Marine terrace genesis on an active tectonic coast: rates and processes of rock coast erosion prior to uplift during the 2016 Kaikōura earthquake inferred from cosmogenic 10Be concentrations.

Marine terraces (paleo shore platforms that have been raised above sea level) are common landforms on rock coasts around the globe. Ongoing uplift (relative sea level fall) can result in sequences of marine terraces that get younger towards the modern coast. Where their age can be determined, these marine terraces are often used to infer past rates of tectonic uplift and/or relative sea level history.

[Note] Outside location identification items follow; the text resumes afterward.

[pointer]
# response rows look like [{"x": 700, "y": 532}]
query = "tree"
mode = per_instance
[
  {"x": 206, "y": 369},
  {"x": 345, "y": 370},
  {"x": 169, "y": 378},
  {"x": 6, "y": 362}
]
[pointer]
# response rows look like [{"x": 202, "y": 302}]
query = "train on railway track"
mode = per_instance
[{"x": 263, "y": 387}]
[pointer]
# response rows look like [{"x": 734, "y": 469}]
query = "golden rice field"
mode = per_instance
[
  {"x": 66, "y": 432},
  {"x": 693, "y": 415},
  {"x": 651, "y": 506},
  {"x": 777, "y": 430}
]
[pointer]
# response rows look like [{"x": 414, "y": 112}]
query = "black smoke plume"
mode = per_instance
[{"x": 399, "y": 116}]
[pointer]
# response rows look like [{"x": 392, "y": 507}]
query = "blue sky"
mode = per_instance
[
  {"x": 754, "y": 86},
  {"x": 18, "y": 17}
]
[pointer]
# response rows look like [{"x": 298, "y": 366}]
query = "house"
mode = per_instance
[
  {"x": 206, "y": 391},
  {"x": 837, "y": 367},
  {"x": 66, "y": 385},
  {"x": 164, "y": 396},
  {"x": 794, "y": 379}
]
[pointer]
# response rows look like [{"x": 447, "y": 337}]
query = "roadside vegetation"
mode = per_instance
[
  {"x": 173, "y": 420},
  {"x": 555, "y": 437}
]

Marine terrace formation can also result from coseismic uplift during large earthquakes and thus these terraces may provide an archive of past high magnitude earthquake events. Cosmogenic radionuclide geochronology has previously been used to constrain the age of raised marine terraces. More recently, cosmogenic isotopes have been used to investigate rates of cliff retreat and shore platform erosion on active rock coasts, revealing that rock coasts may harbour appreciable concentrations of these isotopes prior to uplift to form marine terraces. This inherited signal could be a key source of uncertainty and potential bias in the marine terrace record. The recent M_w 7.8 Kaikoura earthquake on 14^th November 2016 presents a globally unique opportunity to assess the extent of this uncertainty. Here, we interpret a transect of cosmogenic radionuclide ¹⁰Be concentrations across a section of rock coast raised by 6.5 m during the 2016 earthquake. We invert ¹⁰Be concentrations for the most likely rates and processes of rock coast evolution in order to ask a) how much of the ¹⁰Be inventory in raised marine terraces has been inherited at the time of uplift and terrace formation and b) whether the coast has formed entirely during the Holocene or could be inherited from the past? The results will have implications for the interpretation of paleoseismicity. Uplift rates from dated marine terraces will inform assessment of coastal vulnerability in the face of sea level rise, which could be countered by land upheaval.